Tuesday, December 13, 2011

learning to "borrow" examples for object detection. Lim et al, NIPS 2011

Let's say you want to train a cat detector...  If you're anything like me, then you probably have a few labeled cats (~100), as well as a source of non-cat images (~1000).  So what do you do when you can't get any more labeled cats?  (Maybe Amazon's Mechanical Turk service was shut down by the feds, you've got a paper deadline in 48 hours, and money can't get you out of this dilemma.)

Answer: 
1) Realize that there are some labeled dogs/cows/sheep in your dataset!
2) Transform some of the dogs/cows/sheep in your dataset to make them look more like cats. Maybe some dogs are already sufficiently similar to cats! (see cheezburger.com image below)
3) Use a subset of those transformed dogs/cows/sheep examples as additional positives in your cat detector!

Some dogs just look like cats! (and vice-versa)


Using my own internal language, I view this phenomenon as "exemplar theft."  But not the kind of theft which sends you to prison, 'tis the kind of theft which gives you best-paper prizes at your local conference.
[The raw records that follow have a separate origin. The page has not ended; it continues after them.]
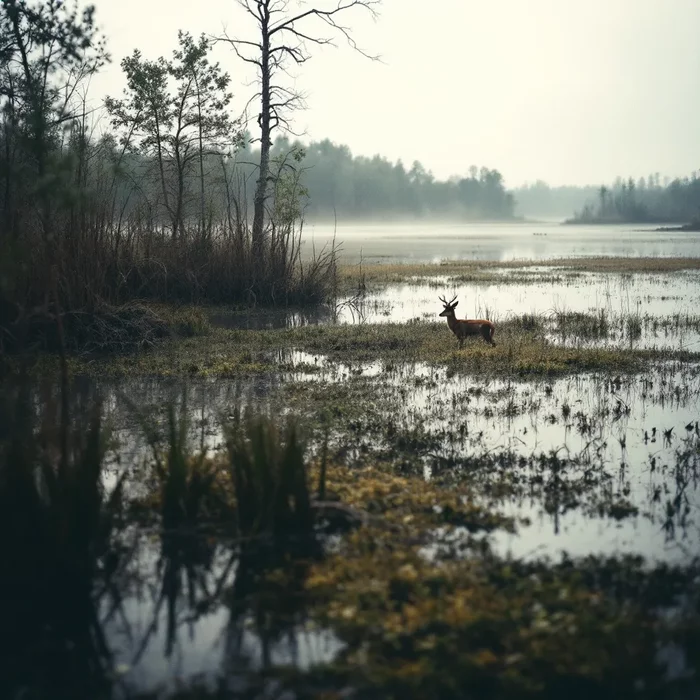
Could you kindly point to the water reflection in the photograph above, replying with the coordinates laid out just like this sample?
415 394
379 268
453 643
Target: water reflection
435 241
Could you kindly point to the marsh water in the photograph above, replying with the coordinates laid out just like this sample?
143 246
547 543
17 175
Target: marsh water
434 241
588 464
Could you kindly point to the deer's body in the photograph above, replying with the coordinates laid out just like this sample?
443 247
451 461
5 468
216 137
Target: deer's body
467 328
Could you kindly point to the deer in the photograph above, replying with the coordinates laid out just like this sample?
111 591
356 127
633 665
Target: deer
464 329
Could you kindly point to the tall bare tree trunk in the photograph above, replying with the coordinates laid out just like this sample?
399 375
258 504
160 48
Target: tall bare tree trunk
265 141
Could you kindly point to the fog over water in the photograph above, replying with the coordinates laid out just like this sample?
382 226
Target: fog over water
571 93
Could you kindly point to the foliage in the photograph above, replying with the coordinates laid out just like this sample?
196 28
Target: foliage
646 201
58 541
269 478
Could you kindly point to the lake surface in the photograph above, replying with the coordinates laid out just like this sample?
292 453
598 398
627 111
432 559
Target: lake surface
591 463
433 241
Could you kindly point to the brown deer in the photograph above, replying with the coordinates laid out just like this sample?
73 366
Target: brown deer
465 329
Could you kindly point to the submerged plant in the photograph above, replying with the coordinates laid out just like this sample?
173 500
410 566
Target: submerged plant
269 478
59 547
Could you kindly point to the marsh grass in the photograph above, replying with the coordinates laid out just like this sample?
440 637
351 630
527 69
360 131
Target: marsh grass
269 475
491 271
59 548
522 348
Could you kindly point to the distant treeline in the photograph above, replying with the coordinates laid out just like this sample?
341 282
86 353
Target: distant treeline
340 184
646 201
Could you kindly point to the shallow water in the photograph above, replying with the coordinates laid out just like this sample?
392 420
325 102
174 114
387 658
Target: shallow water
608 436
667 307
432 242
Note that this was the answer provided by the vision hackers at MIT in their most recent paper, "Transfer Learning by Borrowing Examples for Multiclass Object Detection," which was just presented at this year's big machine learning-oriented NIPS conference, NIPS 2011. See the illustration from the paper below, which depicts this type of "example borrowing"-sharing for some objects in the SUN09 dataset.


The paper empirically demonstrates that instead of doing transfer learning (also known as multi-task learning) the typical way (regularizing weight vectors towards each other), it is beneficial to simply borrow a subset of (transformed) examples from a related class.  Of course the problem is that we do not know apriori which categories to borrow from, nor which instances from those categories will give us a gain in object detection performance.  The goal of the algorithm is to learn which categories to borrow from, and which examples to borrow.  Not all dogs will help the cat detector.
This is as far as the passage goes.